RAWALPINDI, Oct 3: Meagre salaries, overcrowded classrooms, job insecurity and inadequate training are some of the challenges facing the Pakistani teachers as the world prepares to pay tributes to this community for its role in grooming professionals.

The World Teachers’ Day falling on Sunday this year will focus on effective policymaking, the foundation for ensuring sustainable and high-quality recruitment of teachers.

Shortage of qualified teachers remains a crucial problem, and the United Nations Educational, Scientific and Cultural Organisation (Unesco) estimates that 18 million more teachers are needed to reach the goal of Universal Primary Education by 2015.

Pakistan is still far from achieving the Education for All (EFA) goal set by Unesco with Education for All Development Index (EDI) scores lower than 0.8.

Pakistan has been included in the low EDI category due to low primary school participation, adult illiteracy, gender disparities and inequalities in education in addition to poor quality of education, according to a Unesco report.

The situation indicated the need for significant improvement across the EFA spectrum, the report said.

Good-quality teaching and learning remains a major challenge for all countries in South and West Asia.
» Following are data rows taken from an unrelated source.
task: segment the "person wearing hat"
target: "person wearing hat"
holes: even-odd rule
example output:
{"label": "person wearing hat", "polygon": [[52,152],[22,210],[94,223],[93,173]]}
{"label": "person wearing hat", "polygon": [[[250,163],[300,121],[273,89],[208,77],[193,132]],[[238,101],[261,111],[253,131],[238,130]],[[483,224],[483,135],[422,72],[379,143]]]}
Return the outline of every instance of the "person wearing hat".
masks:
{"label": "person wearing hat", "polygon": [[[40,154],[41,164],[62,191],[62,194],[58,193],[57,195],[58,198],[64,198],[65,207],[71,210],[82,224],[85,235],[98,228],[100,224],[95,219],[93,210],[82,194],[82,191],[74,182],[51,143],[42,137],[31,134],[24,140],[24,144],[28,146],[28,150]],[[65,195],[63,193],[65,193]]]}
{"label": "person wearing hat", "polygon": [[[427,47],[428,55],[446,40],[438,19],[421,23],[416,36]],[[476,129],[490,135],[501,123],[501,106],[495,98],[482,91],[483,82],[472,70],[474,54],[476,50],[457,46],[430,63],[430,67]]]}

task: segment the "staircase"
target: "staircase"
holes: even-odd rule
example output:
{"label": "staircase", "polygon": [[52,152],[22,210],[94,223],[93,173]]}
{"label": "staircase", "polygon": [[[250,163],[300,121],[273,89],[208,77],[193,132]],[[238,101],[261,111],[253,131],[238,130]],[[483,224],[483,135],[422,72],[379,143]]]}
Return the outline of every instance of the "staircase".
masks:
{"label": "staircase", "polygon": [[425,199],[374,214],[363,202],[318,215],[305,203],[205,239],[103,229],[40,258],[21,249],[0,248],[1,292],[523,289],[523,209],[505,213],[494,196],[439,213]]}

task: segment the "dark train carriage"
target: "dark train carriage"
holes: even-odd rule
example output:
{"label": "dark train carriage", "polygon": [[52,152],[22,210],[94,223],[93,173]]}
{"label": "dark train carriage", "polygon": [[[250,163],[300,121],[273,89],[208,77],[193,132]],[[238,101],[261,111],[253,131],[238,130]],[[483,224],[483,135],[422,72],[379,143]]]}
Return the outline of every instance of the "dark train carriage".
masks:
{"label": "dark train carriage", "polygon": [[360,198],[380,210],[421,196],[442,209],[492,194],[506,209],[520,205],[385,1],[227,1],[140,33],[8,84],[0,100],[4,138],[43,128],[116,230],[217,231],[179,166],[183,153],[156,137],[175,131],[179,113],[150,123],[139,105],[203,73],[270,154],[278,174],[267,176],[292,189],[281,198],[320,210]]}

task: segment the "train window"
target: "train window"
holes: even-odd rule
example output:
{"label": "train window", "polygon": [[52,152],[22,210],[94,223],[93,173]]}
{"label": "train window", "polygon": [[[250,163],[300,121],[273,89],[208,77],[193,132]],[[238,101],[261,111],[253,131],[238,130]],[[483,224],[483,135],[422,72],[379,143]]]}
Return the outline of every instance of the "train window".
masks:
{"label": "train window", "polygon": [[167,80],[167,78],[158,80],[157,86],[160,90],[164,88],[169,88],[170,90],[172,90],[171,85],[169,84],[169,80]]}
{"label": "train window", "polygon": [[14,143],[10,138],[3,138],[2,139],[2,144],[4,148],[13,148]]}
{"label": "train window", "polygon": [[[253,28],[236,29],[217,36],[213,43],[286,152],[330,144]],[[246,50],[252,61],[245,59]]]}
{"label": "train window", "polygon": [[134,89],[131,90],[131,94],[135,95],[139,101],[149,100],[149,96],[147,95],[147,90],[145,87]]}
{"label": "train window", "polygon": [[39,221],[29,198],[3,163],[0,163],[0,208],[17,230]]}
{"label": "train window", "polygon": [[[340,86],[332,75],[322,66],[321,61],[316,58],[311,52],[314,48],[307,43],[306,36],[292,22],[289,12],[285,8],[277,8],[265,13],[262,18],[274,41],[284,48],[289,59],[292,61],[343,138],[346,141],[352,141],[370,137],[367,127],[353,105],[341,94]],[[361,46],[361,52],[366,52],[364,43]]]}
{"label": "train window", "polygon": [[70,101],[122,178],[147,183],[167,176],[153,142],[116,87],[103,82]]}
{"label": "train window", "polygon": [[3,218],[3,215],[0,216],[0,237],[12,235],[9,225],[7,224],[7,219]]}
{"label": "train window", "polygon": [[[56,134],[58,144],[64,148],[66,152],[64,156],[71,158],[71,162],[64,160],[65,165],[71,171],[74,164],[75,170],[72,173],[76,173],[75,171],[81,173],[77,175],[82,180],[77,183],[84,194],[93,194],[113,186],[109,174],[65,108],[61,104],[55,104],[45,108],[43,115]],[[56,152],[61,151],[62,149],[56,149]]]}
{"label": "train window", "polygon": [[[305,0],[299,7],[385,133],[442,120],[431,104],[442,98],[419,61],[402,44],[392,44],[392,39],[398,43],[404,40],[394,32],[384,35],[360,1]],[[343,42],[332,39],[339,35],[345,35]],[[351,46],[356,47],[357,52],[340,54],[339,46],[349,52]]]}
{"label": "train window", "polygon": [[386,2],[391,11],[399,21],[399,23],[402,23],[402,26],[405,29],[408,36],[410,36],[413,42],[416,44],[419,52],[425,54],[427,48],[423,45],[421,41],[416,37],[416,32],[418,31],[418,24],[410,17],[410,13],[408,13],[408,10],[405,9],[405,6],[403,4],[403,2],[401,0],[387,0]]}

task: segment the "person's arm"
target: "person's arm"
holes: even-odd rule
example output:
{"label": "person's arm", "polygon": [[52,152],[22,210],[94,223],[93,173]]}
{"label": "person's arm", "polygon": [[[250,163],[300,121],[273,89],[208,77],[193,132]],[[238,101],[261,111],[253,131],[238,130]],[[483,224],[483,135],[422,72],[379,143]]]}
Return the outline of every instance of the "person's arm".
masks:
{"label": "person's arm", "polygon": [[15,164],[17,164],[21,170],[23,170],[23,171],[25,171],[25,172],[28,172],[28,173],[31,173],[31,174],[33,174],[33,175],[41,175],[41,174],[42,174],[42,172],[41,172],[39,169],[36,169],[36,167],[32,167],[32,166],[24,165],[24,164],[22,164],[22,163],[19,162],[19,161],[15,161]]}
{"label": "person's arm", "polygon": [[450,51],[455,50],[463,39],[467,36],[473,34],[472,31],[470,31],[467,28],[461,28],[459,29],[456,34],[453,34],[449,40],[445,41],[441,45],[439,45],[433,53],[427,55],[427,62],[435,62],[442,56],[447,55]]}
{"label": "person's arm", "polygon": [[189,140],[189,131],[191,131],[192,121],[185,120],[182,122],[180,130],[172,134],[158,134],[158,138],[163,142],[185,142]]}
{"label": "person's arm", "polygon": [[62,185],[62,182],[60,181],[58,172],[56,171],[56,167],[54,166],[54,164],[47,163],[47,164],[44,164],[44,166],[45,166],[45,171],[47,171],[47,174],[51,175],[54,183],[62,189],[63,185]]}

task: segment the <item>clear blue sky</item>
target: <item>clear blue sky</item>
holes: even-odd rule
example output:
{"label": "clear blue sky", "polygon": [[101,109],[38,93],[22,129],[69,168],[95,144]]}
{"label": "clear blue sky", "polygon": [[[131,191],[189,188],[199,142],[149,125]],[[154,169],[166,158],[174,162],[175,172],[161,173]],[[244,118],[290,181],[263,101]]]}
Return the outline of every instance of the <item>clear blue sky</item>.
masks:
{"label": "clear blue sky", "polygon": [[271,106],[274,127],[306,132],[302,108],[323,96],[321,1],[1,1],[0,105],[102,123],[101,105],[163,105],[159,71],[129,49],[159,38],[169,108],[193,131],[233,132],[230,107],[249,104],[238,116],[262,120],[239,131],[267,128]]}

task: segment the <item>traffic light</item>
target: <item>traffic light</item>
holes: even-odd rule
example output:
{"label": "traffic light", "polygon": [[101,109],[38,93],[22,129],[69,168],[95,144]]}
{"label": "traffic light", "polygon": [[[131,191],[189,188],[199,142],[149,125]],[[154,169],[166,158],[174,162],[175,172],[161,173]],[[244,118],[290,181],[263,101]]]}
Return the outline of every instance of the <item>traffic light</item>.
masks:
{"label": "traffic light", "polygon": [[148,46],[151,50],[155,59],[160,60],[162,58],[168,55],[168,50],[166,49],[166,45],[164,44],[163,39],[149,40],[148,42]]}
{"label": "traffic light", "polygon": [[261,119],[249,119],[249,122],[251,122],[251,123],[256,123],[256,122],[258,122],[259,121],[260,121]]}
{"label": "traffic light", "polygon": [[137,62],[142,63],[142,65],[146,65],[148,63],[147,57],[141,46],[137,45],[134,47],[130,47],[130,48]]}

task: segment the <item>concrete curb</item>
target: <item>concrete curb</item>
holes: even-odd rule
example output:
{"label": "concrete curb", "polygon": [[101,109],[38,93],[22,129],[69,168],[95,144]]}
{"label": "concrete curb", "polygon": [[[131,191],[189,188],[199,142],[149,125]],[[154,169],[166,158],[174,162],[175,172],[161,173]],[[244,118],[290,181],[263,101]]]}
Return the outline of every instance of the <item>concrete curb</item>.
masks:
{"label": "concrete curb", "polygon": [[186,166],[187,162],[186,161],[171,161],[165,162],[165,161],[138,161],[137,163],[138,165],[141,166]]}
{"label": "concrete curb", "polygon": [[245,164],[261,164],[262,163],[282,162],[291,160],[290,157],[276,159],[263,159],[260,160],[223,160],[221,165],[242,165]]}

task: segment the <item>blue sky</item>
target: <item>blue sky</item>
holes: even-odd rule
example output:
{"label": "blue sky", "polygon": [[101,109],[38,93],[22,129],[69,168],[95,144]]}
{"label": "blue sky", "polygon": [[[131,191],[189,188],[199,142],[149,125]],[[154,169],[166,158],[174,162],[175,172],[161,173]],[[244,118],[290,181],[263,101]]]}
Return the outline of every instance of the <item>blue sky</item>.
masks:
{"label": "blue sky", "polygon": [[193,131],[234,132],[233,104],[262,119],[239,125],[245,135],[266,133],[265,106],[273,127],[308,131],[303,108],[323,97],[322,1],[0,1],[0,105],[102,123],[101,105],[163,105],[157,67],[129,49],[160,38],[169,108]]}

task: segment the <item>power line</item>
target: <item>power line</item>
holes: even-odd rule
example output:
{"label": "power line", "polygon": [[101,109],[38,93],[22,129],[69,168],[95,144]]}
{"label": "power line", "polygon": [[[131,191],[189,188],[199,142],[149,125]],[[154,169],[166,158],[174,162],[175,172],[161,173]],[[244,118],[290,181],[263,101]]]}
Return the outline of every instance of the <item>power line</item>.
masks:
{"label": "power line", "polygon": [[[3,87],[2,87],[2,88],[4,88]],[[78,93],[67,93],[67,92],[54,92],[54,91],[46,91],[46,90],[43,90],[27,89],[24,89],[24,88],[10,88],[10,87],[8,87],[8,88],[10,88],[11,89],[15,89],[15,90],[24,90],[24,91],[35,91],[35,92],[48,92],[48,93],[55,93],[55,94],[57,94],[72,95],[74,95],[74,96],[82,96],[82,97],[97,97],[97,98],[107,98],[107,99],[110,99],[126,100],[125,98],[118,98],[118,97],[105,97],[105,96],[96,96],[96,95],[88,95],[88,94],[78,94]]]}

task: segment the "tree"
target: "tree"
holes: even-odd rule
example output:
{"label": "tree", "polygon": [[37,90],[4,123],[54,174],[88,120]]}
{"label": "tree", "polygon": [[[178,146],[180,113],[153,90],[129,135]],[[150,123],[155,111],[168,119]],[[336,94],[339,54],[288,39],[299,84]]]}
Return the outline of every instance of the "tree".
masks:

Despite a 14 per cent increase in the number of primary school teachers since 1999, to 4.9 million in 2005, the region was struggling with an average of 39 primary pupils per teacher in 2005 – considerably higher than the average of 28 for all developing countries.

The Global Monitoring Report 2008 of Unesco says the situation in Pakistan is particularly challenging where pre-primary pupil-teacher ratio (PTR) remains at 41:1 – one teacher available for 41 students.

Pakistan together with India accounted for about three quarters of the region’s out-of-school children. Approximately 59 per cent of the children have never been in school and may never enroll without additional incentives.

Governments, the report shows, are also neglecting adult literacy as worldwide 774 million adults – nearly 1 in 5 – lack basic literacy skills. More than three quarters live in only 15 countries.

Women’s literacy in particular has a strong influence on a child’s education and health. Yet they still account for 64 per cent of adults who are not literate worldwide. On current trends, 72 out of 101 countries for which projections were calculated will not succeed in halving adult illiteracy rates by 2015.

The World Teachers’ Day underlines the importance of the 1966 ILO/Unesco Recommendation concerning the Status of Teachers. Another Unesco recommendation concerning the Status of Higher Education Teaching Personnel was adopted in 1997.

Both recommendations lay down the guidelines on issues such as training and employment conditions for teachers; participation of teachers and their representatives in educational decisions; and measures that should be taken in each country to promote quality teachers and learning environments. They are the only comprehensive international standards for the teaching profession in existence.

Unesco and the International Labour Organisation (ILO), in a joint message on the World Teachers’ Day, stated that the teaching profession faced the challenge of providing a quality education to meet the new demands of the 21st century.“Economic, social, scientific and technological needs, the issues of sustainable development, poverty reduction and related questions of decent work for all, the Aids epidemic and school violence are increasingly impacting on the profession.”